Mamá se hizo cargo de ella durante los años que siguió con vida. La recuerdo arrodillada en el suelo con los pies de la abuela colocados sobre los muslos, remojando aquellas frágiles callosidades con agua y jabón. Contemplando cómo se extinguía la llama de aquella bujía marchita. Las últimas palabras que le dedicó a su hija constituían el hurra definitivo de su mente: «Siempre has sido estupenda conmigo».

—Le gusta cuidar de la gente. No estoy seguro de que sepa hacer otra cosa —seguí diciéndoles.

Ni Lou ni ella tenían ni idea de lo que se asemejaban la una a la otra.

Lou se levantó de su silla y se sentó a mi lado en el porche.

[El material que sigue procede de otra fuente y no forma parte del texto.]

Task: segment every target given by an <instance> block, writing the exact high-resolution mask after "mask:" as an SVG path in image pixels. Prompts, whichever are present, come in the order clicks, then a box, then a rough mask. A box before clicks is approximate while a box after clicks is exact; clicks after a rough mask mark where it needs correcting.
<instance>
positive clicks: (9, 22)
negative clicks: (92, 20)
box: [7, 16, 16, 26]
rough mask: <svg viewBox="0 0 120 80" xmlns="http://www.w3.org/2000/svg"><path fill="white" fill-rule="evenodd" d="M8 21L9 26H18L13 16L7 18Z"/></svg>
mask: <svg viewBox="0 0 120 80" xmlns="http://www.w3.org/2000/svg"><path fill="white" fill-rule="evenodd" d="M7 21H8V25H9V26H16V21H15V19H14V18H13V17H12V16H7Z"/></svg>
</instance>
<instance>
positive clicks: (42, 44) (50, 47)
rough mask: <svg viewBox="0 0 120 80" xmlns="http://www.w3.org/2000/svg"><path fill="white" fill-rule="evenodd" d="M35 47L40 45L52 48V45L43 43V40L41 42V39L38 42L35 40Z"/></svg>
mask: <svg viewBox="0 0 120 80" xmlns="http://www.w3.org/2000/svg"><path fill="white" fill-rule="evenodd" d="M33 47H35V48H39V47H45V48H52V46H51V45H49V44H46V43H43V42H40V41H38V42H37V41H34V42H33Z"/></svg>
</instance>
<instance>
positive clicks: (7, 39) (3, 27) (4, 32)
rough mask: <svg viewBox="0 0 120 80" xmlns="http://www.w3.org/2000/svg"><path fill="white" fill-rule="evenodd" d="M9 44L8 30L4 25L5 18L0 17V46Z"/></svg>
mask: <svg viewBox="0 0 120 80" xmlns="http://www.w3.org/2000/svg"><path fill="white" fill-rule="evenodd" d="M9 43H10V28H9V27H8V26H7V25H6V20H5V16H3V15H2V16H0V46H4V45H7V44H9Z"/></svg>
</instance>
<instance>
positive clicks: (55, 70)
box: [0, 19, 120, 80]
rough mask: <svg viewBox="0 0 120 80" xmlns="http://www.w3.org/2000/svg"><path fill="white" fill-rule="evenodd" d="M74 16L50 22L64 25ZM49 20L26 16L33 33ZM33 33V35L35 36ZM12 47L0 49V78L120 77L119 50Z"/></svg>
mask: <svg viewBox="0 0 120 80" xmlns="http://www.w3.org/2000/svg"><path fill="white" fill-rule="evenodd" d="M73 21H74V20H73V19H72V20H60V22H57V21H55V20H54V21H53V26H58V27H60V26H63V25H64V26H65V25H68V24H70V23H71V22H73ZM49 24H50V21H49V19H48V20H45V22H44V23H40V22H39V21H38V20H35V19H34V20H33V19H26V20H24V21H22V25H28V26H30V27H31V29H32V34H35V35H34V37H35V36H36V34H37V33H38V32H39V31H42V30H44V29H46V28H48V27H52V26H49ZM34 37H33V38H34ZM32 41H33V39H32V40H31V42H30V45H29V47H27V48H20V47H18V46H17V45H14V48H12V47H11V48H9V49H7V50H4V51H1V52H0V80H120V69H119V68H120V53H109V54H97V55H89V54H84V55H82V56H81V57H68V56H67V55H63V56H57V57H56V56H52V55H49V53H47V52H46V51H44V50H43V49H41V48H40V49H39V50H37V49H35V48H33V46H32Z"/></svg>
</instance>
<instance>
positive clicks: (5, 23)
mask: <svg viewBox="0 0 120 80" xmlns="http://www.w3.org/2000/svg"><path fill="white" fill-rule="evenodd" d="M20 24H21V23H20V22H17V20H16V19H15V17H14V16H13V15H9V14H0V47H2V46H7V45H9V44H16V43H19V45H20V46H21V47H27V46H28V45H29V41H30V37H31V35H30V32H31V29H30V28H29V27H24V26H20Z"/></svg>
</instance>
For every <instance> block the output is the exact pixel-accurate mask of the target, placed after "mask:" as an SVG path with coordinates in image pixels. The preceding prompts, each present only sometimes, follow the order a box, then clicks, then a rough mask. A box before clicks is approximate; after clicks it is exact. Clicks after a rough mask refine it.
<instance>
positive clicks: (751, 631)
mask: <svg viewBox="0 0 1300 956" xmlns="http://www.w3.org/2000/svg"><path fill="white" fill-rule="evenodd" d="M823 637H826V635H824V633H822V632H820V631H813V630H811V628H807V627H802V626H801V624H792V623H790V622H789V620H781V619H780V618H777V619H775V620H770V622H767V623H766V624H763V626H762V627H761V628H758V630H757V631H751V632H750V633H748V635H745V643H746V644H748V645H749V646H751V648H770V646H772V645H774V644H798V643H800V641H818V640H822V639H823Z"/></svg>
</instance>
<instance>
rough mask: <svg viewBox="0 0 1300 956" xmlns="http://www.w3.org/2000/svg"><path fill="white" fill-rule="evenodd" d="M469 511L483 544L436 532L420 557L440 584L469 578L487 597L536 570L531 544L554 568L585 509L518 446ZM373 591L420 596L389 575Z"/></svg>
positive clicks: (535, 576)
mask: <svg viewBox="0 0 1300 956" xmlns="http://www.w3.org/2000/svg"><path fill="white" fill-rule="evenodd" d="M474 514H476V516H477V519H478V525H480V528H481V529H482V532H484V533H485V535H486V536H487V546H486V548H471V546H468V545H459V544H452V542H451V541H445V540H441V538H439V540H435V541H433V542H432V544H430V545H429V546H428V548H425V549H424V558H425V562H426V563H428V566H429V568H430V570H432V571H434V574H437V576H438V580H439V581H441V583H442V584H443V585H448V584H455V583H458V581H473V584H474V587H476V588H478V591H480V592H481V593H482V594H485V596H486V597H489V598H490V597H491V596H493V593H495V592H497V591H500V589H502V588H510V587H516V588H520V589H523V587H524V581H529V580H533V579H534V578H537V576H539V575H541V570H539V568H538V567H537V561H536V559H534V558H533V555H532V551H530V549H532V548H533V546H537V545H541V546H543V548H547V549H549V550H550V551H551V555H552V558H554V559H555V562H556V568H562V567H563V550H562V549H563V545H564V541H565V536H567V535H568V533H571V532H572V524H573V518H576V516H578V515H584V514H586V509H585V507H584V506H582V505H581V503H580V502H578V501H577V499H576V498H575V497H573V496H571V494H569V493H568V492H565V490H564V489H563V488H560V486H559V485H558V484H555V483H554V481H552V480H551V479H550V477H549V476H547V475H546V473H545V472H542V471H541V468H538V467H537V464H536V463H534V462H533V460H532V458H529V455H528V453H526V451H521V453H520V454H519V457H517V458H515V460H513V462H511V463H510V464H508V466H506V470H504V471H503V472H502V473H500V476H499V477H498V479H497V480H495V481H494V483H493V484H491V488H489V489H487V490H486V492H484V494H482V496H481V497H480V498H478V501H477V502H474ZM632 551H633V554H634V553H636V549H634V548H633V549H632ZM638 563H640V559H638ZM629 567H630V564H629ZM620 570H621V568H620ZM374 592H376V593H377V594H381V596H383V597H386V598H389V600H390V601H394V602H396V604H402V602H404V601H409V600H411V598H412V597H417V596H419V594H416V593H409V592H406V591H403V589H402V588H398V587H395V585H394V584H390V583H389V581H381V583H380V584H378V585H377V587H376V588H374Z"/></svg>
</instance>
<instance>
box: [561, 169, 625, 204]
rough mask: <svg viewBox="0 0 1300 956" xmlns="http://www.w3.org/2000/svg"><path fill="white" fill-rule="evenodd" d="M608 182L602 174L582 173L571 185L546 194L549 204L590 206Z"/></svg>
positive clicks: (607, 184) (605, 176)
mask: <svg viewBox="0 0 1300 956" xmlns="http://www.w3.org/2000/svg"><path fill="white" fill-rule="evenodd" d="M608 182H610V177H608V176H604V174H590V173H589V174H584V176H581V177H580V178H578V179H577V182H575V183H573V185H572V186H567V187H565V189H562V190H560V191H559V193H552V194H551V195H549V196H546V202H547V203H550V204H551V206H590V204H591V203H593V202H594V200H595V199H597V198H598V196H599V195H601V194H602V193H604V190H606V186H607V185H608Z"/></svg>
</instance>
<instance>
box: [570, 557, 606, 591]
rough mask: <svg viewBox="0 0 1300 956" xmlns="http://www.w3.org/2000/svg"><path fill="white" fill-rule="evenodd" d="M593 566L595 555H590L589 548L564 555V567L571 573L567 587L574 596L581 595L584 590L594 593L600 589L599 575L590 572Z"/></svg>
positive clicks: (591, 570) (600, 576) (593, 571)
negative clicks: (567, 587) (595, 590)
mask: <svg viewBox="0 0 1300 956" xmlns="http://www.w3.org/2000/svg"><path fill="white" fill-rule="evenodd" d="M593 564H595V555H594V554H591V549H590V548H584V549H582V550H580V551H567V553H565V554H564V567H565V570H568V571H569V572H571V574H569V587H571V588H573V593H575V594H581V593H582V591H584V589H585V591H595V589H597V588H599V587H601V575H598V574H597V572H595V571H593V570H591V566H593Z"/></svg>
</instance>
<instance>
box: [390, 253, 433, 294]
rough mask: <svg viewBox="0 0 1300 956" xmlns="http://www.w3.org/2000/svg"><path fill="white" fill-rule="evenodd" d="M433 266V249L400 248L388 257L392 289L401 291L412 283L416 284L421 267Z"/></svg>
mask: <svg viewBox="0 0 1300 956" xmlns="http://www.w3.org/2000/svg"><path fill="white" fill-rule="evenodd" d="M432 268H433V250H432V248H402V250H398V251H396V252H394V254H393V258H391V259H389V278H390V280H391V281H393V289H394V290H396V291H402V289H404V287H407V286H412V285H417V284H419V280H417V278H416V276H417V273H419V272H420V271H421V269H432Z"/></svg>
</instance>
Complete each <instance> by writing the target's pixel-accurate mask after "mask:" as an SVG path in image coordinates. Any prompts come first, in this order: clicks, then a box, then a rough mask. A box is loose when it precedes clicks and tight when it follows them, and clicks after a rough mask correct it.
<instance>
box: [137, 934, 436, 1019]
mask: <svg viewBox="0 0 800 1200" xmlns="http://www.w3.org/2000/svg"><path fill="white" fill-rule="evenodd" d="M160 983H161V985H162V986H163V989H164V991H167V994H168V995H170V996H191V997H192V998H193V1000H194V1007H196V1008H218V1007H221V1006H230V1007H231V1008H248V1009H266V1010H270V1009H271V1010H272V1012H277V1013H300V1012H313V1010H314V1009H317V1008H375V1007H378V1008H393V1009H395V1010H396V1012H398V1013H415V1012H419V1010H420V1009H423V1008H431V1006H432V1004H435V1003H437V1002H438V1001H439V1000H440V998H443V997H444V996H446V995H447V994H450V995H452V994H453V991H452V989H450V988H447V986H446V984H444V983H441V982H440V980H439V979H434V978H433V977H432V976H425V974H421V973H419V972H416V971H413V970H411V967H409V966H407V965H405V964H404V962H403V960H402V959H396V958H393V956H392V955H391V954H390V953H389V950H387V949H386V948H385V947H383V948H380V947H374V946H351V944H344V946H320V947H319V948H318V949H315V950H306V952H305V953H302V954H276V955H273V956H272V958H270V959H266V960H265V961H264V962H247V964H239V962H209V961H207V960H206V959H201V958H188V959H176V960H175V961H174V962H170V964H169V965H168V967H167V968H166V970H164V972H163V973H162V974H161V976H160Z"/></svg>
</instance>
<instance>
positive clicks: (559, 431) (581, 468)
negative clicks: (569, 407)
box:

Me besó en una oreja.

—Perdona, no quería decirlo de esa manera.

Entrelacé mis dedos con los suyos como si fueran las mandíbulas de una planta carnívora.

—Tranquila, no pasa nada.

Norma Bee contemplaba las nubes sobrevolándonos. Buitres en las alturas.

Mal, Norma Bee y Lou representaban para mí una misma cosa; no obstante, el primero perseguía un propósito, la segunda lo había perdido y la tercera aún tenía que encontrarlo (a pesar de que lo tuviese sentado a su lado y le estuviese estrujando la mano). Me di cuenta de que estaba pensando en él. Mal permanecía entre nosotros dos como el espacio vacío entre dos imanes, pero yo había conseguido empujarlo lo suficientemente lejos.